Ricky Womack vs. Willie Chapman
Ricky Womack 206 lbs beat Willie Chapman 215 lbs by UD in round 6 of 6
- Date: 2001-11-23
- Location: The Palace, Auburn Hills, Michigan, USA
- Judge: Frank Garza
- Judge: James Hoomaian
- Judge: John Parish
From A Prayer For Rickey Womack by Kelsey McCarson:
Rickey’s last fight was November 23, 2001 against Willie Chapman at The Palace at Auburn Hills. Rickey won a unanimous decision in front of 10,000 raucous Motor City fight fans but appeared sluggish and disinterested throughout the bout. The boo-birds let him hear it, too, and Rickey did not take it well.
“He was just so worried about what the audience was thinking that he wouldn't pull the trigger,” said [former cornerman Rick] Griffith.
Griffith said Rickey was so obsessed with the crowd that he even began talking about it between rounds. Spotting legendary champion Thomas Hearns at ringside seemed to make things worse. As “The Motor City Cobra” was milling around with friends and fans during the fight, Hearns cracked a smile and laughed.
“Is Tommy laughing at me?” Rickey angrily asked Griffith.
“What?” Griffith replied. “Well, he’s laughing, but I don’t know if he’s laughing at you. Should we even be thinking about this right now?”
Rickey was dead within two months.
From Redemption Song by Ted Sares:
In November, he [Ricky Womack] fought veteran Willie Chapman (13-11-1 coming in) and won a UD in six. However, at forty years of age, it was clear his dream to become a champion boxer was only an illusion, and Ricky probably knew it better than anyone.

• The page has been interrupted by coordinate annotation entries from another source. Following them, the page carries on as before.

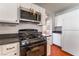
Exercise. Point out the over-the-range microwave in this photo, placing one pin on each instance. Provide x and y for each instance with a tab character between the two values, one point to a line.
27	15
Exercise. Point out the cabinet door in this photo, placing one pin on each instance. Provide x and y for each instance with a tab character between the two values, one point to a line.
70	42
10	47
71	20
8	12
14	53
58	20
0	50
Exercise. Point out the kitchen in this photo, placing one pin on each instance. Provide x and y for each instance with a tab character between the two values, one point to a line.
26	28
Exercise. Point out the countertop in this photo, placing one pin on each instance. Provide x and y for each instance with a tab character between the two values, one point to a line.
57	32
8	38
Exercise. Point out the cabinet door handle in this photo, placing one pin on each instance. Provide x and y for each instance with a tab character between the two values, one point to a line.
15	53
10	48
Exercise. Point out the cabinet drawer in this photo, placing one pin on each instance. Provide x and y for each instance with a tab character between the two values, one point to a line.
0	50
14	53
10	47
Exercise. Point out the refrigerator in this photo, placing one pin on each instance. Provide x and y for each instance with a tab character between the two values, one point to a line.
70	32
47	31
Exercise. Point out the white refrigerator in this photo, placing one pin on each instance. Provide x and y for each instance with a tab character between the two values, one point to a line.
70	32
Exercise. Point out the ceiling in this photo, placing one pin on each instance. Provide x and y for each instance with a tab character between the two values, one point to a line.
56	7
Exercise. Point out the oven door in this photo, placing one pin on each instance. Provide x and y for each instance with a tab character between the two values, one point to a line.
37	51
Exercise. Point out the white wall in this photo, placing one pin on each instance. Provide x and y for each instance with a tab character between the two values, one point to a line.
9	28
30	26
57	39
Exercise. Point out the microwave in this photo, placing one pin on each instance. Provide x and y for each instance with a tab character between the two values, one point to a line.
27	15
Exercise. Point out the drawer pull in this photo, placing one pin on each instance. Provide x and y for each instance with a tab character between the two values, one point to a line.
10	48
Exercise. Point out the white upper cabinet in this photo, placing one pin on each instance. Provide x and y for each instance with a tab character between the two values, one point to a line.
58	20
25	5
35	8
71	20
9	12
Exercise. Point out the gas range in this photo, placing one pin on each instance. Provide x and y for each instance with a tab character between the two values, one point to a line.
30	39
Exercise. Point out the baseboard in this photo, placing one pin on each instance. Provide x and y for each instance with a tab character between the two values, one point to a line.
57	46
63	50
68	53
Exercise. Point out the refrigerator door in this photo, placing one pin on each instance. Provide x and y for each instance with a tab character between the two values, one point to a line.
70	42
71	20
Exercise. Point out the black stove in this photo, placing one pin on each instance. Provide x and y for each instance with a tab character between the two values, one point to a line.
29	39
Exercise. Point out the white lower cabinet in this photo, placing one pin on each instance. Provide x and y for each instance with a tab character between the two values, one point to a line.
13	53
11	49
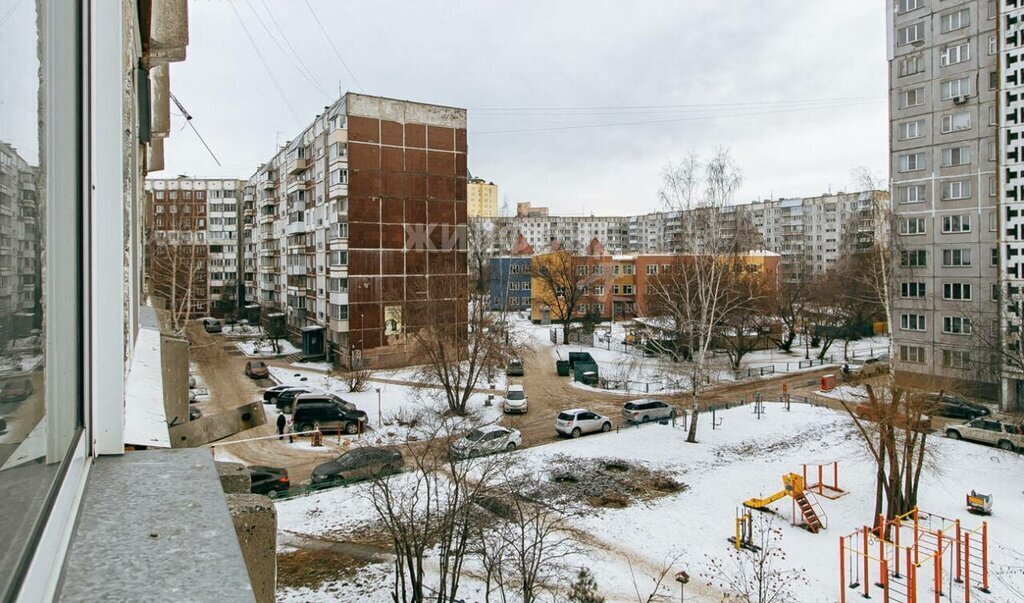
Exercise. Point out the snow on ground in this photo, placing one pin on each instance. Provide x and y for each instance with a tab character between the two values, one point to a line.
743	458
263	348
397	403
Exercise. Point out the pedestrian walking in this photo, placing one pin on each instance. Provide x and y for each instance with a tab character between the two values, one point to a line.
282	423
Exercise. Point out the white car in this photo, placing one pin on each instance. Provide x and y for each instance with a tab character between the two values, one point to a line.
487	439
580	421
515	399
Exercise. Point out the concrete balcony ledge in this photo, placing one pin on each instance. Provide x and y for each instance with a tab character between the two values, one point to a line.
154	525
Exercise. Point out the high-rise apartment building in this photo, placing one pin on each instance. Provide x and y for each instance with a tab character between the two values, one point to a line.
945	155
359	225
481	199
19	261
192	237
810	233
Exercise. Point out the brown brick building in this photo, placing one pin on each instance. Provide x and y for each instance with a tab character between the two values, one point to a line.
378	186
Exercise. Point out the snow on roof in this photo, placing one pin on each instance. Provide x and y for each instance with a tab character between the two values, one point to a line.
145	420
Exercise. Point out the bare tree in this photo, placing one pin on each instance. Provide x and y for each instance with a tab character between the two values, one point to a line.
561	280
480	242
456	356
757	575
433	507
526	549
698	290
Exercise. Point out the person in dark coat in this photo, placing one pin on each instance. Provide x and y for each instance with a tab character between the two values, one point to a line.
282	422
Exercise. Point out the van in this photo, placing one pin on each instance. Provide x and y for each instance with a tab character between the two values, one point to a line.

After the Chapman fight, attended by some 10,000 people at the Palace of Auburn Hills, Ricky was highly upset with the less-than-stellar showing for which he had been booed. On the way out of the arena, Ricky gave indications to his manager, the much respected Dr. Stuart Kirshenbaum, former Michigan boxing commissioner from 1981 to 1992, that he would “end this thing.” Clearly, suicide was on Ricky’s radar. No one can really say what the final event was that precipitated the end, but surely a combination of clinical depression (likely undiagnosed), unrealistic expectations, and difficulties adjusting to society with no future or salvation outside of boxing represented a part of the final cascade.
Just two months after his last comeback fight, Ricky Womack sat down on a couch in his basement apartment, took out a gun, put it to his head, and pulled the trigger—some say in front of his wife. He was 41 years old when he died.